Bâkî-i Hakikînin hüsün ve ihsan ve kemâlâtının işârâtı ve çok perdelerden geçmiş zayıf gölgeleridir, belki cilve-i Esmâ-i Hüsnânın gölgelerinin gölgeleridir.

İKİNCİ NÜKTE

İnsanın fıtratında bekàya karşı gayet şedit bir aşk var. Hattâ her sevdiği şeyde, kuvve-i vâhime cihetiyle bir nevi bekà tevehhüm eder, sonra sever. Ne vakit zevâlini düşünse veya görse, derinden derine feryat eder.
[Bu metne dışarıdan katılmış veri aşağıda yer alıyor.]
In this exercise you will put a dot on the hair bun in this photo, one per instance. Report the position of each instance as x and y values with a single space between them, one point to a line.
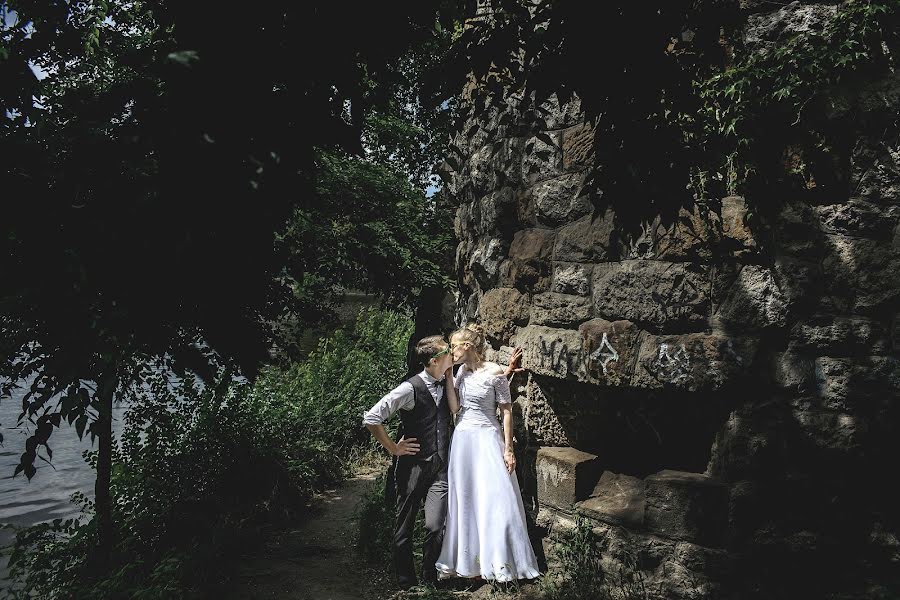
475 328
Bütün firaklardan gelen feryatlar, aşk-ı bekàdan gelen ağlamaların tercümanlarıdır. Eğer tevehhüm-ü bekà olmazsa muhabbet edemez. Hattâ denilebilir ki, âlem-i bekànın ve ebedî Cennetin bir sebeb-i vücudu, şu mahiyet-i insaniyedeki o şiddetli aşk-ı bekàdan çıkan gayet kuvvetli arzu-yu bekà ve bekà için fıtrî, umumî duadır ki, Bâkî-i Zülcelâl, o şedit, sarsılmaz, fıtrî arzuyu, o tesirli, kuvvetli, umumî duayı kabul etmiştir ki, fâni insanlar için bâki bir âlemi halk etmiş.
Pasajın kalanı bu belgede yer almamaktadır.